- The new deep reinforcement learning approach named DeepCubeA can solve the Rubik’s cube within a few seconds.
- The deep learning model can be applied to various other fields, including robotics and natural sciences.
Artificial Intelligence (AI) has already proven successful in chess and Go, but more difficult puzzles like Rubik’s cube haven’t been solved via machine intelligence. It’s a classic combinational puzzle that poses unique and intriguing challenges for machine learning.
Now, researchers at the University of California, Irvine, have built a deep reinforcement learning approach named DeepCubeA that can solve an incredibly complex puzzle without any specific domain knowledge. It can solve a Rubik’s cube within a few seconds with no in-game coaching from humans.
As the dimensions increase, the complexity of the underlying combinatorial puzzle increases dramatically. Finding an optimal solution to the 15 puzzle, for instance, takes a fraction of a second on a conventional computer, whereas finding an optimal solution to the 24 puzzle could take days on the same machine.
In this study, researchers tried to develop a machine learning model that can learn how to solve a variety of puzzles without relying on domain-specific human knowledge. They combined three state-of-the-art approaches to develop DeepCubeA –
- Deep learning
- Classical Reinforcement (approximate value iteration)
- Path-finding methods (weight A* search)
It consists of a deep reinforcement learning algorithm which uses a policy and value function combined with Monte Carlo Tree Search to solve the Rubik’s Cube.
Researchers used TensorFlow deep learning framework to train the network – it was trained on about 10 billion simulations of the scrambled and completed puzzle. The whole process was carried out for about 1,000,000 iterations which took 36 hours.
Reference: Nature | DOI:10.1038/s42256-019-0070-z | UCI | Online Demo
Once trained, DeepCubeA was able to achieve 100% accuracy during each test configuration, finding the shortest path to the final state 60.3% of the time.
DeepCubeA uses a heuristic function which never overestimates the cost of a shortest path. The weighted A* search has certain bounds on how much the solution length can vary from the length of an optimal solution.
Applications Beyond Combinatorial Puzzles
The research team also trained DeepCubeA on other puzzles, including 24 puzzle, Lights Out, and Sokoban. It was able to find the shortest path in the majority of verifiable cases.
The ultimate objective of studies [like this one] is to develop the next-generation deep learning models that can be applied in fields beyond combinational puzzles, ranging from robotics to natural sciences.

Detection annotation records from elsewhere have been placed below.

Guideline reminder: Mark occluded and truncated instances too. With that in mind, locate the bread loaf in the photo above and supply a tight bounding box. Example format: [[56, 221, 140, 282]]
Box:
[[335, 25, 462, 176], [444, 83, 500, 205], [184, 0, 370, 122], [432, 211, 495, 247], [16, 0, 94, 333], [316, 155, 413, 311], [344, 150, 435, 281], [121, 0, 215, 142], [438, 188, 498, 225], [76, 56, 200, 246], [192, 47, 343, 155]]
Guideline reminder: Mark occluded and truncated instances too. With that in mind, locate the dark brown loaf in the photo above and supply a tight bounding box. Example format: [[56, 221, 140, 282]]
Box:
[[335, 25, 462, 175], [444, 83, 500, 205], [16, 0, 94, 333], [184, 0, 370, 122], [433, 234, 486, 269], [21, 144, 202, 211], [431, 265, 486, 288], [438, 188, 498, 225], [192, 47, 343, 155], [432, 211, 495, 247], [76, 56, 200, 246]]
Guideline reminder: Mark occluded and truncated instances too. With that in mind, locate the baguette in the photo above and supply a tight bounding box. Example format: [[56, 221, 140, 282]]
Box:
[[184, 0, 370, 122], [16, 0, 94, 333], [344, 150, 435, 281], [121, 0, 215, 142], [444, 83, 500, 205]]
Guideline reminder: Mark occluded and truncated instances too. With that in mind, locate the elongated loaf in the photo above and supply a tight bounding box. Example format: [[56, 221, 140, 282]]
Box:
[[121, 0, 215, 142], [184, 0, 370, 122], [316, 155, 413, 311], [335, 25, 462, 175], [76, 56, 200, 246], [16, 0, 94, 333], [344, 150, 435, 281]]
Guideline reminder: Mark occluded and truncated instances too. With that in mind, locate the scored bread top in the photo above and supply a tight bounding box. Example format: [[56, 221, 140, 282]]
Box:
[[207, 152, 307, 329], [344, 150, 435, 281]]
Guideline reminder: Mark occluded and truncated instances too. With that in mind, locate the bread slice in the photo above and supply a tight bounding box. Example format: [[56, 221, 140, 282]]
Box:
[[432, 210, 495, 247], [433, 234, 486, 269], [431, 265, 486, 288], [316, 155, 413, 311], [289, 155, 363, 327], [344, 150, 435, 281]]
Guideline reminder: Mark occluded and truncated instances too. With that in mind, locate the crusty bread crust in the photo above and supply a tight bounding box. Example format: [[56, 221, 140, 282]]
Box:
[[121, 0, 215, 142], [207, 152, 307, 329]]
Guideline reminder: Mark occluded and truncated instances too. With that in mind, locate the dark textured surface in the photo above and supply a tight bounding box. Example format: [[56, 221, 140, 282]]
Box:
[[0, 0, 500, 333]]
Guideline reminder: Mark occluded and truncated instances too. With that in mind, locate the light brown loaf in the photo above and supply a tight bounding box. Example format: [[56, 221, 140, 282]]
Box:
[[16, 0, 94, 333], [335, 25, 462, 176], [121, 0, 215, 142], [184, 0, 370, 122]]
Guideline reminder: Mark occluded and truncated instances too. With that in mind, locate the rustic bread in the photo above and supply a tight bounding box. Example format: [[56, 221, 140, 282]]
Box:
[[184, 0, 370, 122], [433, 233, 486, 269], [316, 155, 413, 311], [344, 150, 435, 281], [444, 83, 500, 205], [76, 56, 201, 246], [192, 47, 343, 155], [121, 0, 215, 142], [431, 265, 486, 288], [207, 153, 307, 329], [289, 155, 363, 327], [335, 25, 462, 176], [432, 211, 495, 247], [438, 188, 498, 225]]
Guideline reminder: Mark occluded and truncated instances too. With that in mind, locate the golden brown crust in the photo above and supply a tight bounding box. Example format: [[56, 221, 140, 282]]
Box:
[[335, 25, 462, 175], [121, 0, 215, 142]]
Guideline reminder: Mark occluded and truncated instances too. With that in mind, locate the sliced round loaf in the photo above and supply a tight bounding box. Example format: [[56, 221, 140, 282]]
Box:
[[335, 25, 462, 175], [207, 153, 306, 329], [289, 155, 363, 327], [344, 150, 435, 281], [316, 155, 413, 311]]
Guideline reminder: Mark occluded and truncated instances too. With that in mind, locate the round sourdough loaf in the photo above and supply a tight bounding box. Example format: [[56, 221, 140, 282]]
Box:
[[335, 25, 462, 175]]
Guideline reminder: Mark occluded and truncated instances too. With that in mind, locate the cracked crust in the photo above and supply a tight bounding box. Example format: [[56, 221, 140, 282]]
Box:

We already interact with AI on a daily basis through search engines and apps such as Alexa and Siri. However, these systems are not really intelligent: they can be easily manipulated or fooled.
Read: New Poker-Playing AI Can Destroy Many Online Companies – So Developers Are Not Releasing It
We need to build AI that is more robust, smarter and capable of understanding, reasoning, and planning. The study is a small step toward this massive goal.